Table 3. Kinetic parameters determined from fitting data in Figure 3 to the model for functional cooperativity as depicted in Figure 2.*.
| substrate | number of Dda molecules bound$ |
ku, s−1 | kd, s−1 |
|---|---|---|---|
| 12T16bp | 1 | 87 ± 6 | 5.6 ± 1.2 |
| 14T16bp | 2 | 65 ± 5 | 13 ± 2.0 |
| 21T16bp | 3 | 65 ± 5 | 9.5 ± 2.2 |
| 28T16bp | 4 | 76 ± 9 | 23 ± 7.3 |
| 12T20bp | 1 | 114 ± 5 | 17 ± 1.4 |
| 14T20bp | 2 | 110 ± 4 | 24 ± 1.5 |
| 21T20bp | 3 | 103 ± 6 | 23 ± 3.1 |
| 28T20bp | 4 | 116 ± 6 | 25 ± 3.4 |
Data were fit by using Kintek Global Kinetic Explorer (Kintek Corp.). Kinetic schemes were based on the model from Figure 2, which depicts two molecules bound to the substrate. Three or four unwinding steps were used for the 16bp and 20bp substrates, respectively. More complex kinetic mechanisms were used for substrates containing three or four Dda molecules (Supplementary data). Errors are standard errors obtained from the best fit of the data.

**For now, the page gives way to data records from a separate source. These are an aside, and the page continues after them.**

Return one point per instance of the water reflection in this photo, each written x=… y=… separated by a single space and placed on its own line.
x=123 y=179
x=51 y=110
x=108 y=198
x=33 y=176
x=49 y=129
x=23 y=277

The number of Dda molecules bound per substrate is estimated from the binding site size and the length of the ssDNA overhang. In the case of the 12T substrates, the concentration of DNA substrate was in four-fold excess over the concentration of enzyme to ensure binding of one molecule of Dda per substrate molecule.